An upvoted post at reddit currently has falkvinge.net concluding an inside job, which would be more tempting for regulators.

http://falkvinge.net/2014/02/28/the-gox-crater-crowd-detectives-reveal-billion-dollar-heist-as-inside-job/

Yet Falkvinge himself says one of his points doesn't make sense (under his scenario, but it does under mine).

Quote
May 2, 2013 – Empty Gox was sued by CoinLab for 75 million USD for breach of contract. For unknown reasons, Gox failed to fulfill obligations to provide server access, resulting in a startup-crushing financial liability for failing to deliver. (Rob Banagale)
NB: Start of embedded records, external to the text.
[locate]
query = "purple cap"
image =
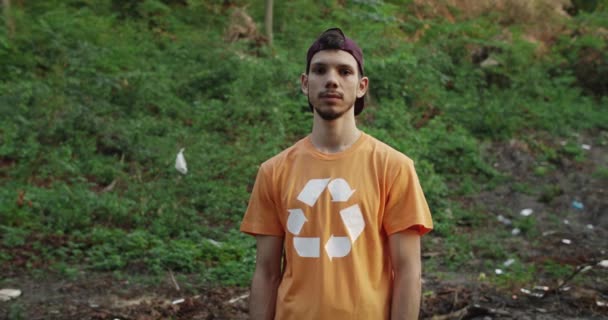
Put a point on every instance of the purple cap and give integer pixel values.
(345, 44)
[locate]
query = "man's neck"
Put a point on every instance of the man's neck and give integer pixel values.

(Interestingly, there’s a massive selloff of 750,000 coins at an average price of about 100, totalling $75M, just following this event, suggesting customer coins were fraudulently sold to cover Gox liabilities. However, such a move wouldn’t make sense from a funding perspective, as it doesn’t change the amount customers have deposited in the exchange – if there was $75M deposited already, that could be used directly without a selloff; if there wasn’t, it would not magically appear because Gox sold customers’ coins on their own exchange.)

However, such a massive selloff would make sense if outside thieves having successfully extracted that many coins were worried about MtGox folding from the CoinLab lawsuit and crashing the BTC price. At that time it mihgt have seemed better to sell for a sure $75M.

I believe this was actually the result of theft compounded with incompetence, with many of the coins being stolen, with possibly many others being unintentionally locked out (by horrible software).